Foundation of St. Alban's Abbey.

The end of the 8th century marks an important episode in the history of Hertfordshire which has influenced its history ever since. The prosperity of the Mercian Kingdom reached its height in the reign of King Offa II., who, when an old man, desired to found a monastery in atonement for the murder of Ethelbert, King of the East Angles, the suitor for the hand of his daughter, Elfleda. Being uncertain where to fix the site of the proposed religious house, it is related that, while at Bath, an angel visited him in a dream and enjoined him to raise the relics of St. Alban and place them in a more worthy shrine. He therefore started for the Roman city of Verulam with Higbert, Archbishop of Lichfield, and his two suffragans, but on arriving he found that the site of the Christian church there had been forgotten. This difficulty, however, was overcome by the appearance of a ray of light which guided them to the spot. The relics of the saint were found and carried to the little church built by the British converts on the site of the martyrdom, which had been preserved from destruction by the pagan English owing to its smallness. Offa restored this little church and then took a journey to Rome to obtain from Pope Adrian I. privileges for his proposed monastery. On his return, in 793, he founded the monastery, which he and his son Egfrith endowed with great possessions in its vicinity, retaining, however, the site of the city of Verulam and lands on its north side. The abbey was what is known as a double monastery, that is, it included both men and women; but the nuns who lived in the almonry were only allowed into the greater, or probably the outer, church. It was founded under the Benedictine rule, which at that time meant merely that the monks lived a close communal life, sleeping in one dormitory, in distinction to the separate cells and the hereditary character of the Celtic monasteries. Of what the Saxon church and monastery consisted, or what it was like, we do not know. We have mention of a greater church, which may imply the preservation of the little church of the early British converts and of a cloister and almonry. The only remains of the Saxon church now existing are the baluster shafts in the north and south transepts.

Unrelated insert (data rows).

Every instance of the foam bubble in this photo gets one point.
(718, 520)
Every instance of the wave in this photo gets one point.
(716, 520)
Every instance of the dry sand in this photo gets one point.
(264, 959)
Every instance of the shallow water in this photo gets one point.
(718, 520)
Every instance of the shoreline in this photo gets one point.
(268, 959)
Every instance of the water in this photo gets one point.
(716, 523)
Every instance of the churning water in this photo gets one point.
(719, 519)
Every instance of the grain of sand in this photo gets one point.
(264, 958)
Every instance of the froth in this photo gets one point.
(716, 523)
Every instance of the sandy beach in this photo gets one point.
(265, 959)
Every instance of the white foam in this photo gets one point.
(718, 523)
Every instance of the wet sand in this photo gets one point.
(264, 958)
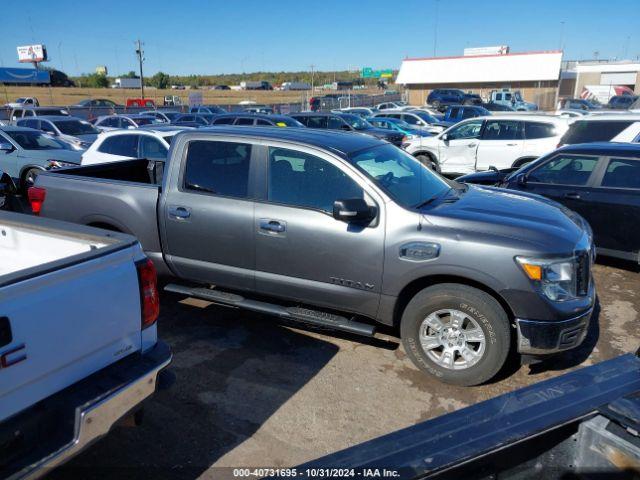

The fortified town of Kingsbury, to the west of St. Alban's Abbey, was probably established before the foundation of the abbey, for although its site almost adjoins the abbey precincts, it was not included in the original endowment. It did not finally become the possession of the abbey till the 12th century. Kingsbury was destroyed about 1000, with the exception of a fortified bastion at the south corner, which was not demolished till the reign of Stephen. Although much built over in modern times, the earthworks can still be traced.

The Formation of Parishes.

As has already been suggested, the settlement of Hertfordshire, particularly of the western side, was for the most part late. The formation of parishes began at the end of the 7th or early in the 8th century, was going on during the hundred years preceding the Conquest, and continued till long after that date. About 950, the Abbot of St. Albans built the churches, and probably at the same time created the parishes of St. Peter, St. Michael, and St. Stephen in the district round the abbey. It was soon found that the church of St. Peter was inadequate for the needs of that great parish, and the chapelries of Sandridge, Ridge, and Northaw were probably formed within it in the 12th century. Shortly after the assessment for Pope Nicholas's Taxation (1291) these chapelries had become separate parishes. Berkhampstead St. Peter, Bushey and Flamstead were carved out of Berkhampstead St. Mary or Northchurch, Watford and Redbourn respectively in the 12th century, and Thundridge out of Ware in the 13th century; while, according to Pope Nicholas's Taxation, Pirton was a chapelry in Ickleford, Great Wymondley in Hitchin, and Wigginton in Tring. Ippolitts was apparently formerly in Hitchin parish and Great Amwell included the greater part of Hoddesdon and probably St. Margaret le Thele. Elstree did not become a parish till the 15th century, and until recently Totteridge remained a detached chapelry of Hatfield and Bayford of Essendon.

With the exception of the St. Albans churches above referred to, Bushey and one or two others, we have little documentary information as to the date of the first erection of Hertfordshire churches.

Danish Invasion.

Hertfordshire, north of the Lea, was included in the Danish Territory about 885 (fn. 11), and the Danes harried the country between the Lea and St. Albans in the time of Athelstan (925–941). The Danish invasions, however, left few permanent marks in Hertfordshire beyond the towns at Hertford and the survival, possibly, of place names such as the Hundred of Dacorum, Danesbury, Daneswich, Danes End and Odsey.

Early Ecclesiastical Buildings.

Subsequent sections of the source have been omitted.